This Quarterly Report on Form 10-Q and other materials we have filed or may file
with the Securities and Exchange Commission contain "forward-looking statements"
within the meaning of the federal securities laws. These forward-looking
statements are identified by their use of terms and phrases such as "believe,"
"anticipate," "could," "estimate," "likely," "intend," "may," "plan," "expect,"

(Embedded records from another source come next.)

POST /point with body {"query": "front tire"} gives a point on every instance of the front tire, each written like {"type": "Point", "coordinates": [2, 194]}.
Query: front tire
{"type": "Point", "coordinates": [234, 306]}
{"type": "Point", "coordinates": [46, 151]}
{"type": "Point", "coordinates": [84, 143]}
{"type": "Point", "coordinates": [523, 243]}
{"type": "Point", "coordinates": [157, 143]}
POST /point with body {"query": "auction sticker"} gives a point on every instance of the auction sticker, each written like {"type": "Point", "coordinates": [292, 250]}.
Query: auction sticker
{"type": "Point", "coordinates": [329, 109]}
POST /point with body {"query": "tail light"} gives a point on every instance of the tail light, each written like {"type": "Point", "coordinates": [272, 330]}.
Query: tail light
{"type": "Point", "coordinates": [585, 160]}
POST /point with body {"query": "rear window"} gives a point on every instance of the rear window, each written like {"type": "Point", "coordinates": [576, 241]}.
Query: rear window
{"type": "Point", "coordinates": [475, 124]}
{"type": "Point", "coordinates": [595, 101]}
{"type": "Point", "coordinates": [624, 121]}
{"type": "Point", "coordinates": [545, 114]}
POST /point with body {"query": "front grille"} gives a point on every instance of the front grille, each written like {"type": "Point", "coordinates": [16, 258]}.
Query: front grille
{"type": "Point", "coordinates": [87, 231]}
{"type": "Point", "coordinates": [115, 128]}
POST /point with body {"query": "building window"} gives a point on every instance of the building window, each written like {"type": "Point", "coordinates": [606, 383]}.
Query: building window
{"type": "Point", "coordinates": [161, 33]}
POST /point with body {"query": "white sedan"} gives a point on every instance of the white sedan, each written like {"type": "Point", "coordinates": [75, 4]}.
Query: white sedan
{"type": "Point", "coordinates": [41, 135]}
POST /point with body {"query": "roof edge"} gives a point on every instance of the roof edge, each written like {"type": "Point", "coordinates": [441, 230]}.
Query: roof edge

and similar expressions, including references to assumptions. These statements
reflect our current views with respect to future events and are subject to risks
and uncertainties. We note that a variety of factors and uncertainties could
cause our actual results to differ significantly from the results discussed in
the forward-looking statements. Factors and uncertainties that might cause such
differences include, but are not limited to:
•the effect of D.R. Horton's controlling level of ownership on us and the
holders of our securities;
•our ability to realize the potential benefits of the strategic relationship
with D.R. Horton;
•the effect of our strategic relationship with D.R. Horton on our ability to
maintain relationships with our customers;
•the impact of C-19 on the economy and our business;
•the cyclical nature of the homebuilding and lot development industries and
changes in economic, real estate and other conditions;
•competitive conditions in our industry;
•changes in our business strategy and our ability to achieve our strategic
initiatives;
•continuing liabilities related to assets that have been sold;
•the impact of governmental policies, laws or regulations and actions or
restrictions of regulatory agencies;
•the cost and availability of property suitable for residential lot development;
•general economic, market or business conditions where our real estate
activities are concentrated;
•our dependence on relationships with national, regional and local homebuilders;
•our ability to obtain or the availability of surety bonds to secure our
performance related to construction and development activities and the pricing
of bonds;
•obtaining reimbursements and other payments from governmental districts and
other agencies and timing of such payments;
•our ability to succeed in new markets;
•the conditions of the capital markets and our ability to raise capital to fund
expected growth;
•our ability to manage and service our debt and comply with our debt covenants,
restrictions and limitations;
•the volatility of the market price and trading volume of our common stock;
•our ability to hire and retain key personnel; and
•the strength of our information technology systems and the risk of
cybersecurity breaches and our ability to satisfy privacy and data protection
laws and regulations.

Other factors, including the risk factors described in Item 1A of our 2020
Annual Report on Form 10-K, may also cause actual results to differ materially
from those projected by our forward-looking statements. New factors emerge from
time to time and it is not possible for us to predict all such factors, nor can
we assess the impact of any such factor on our business or the extent to which
any factor, or combination of factors, may cause results to differ materially
from those contained in any forward-looking statement.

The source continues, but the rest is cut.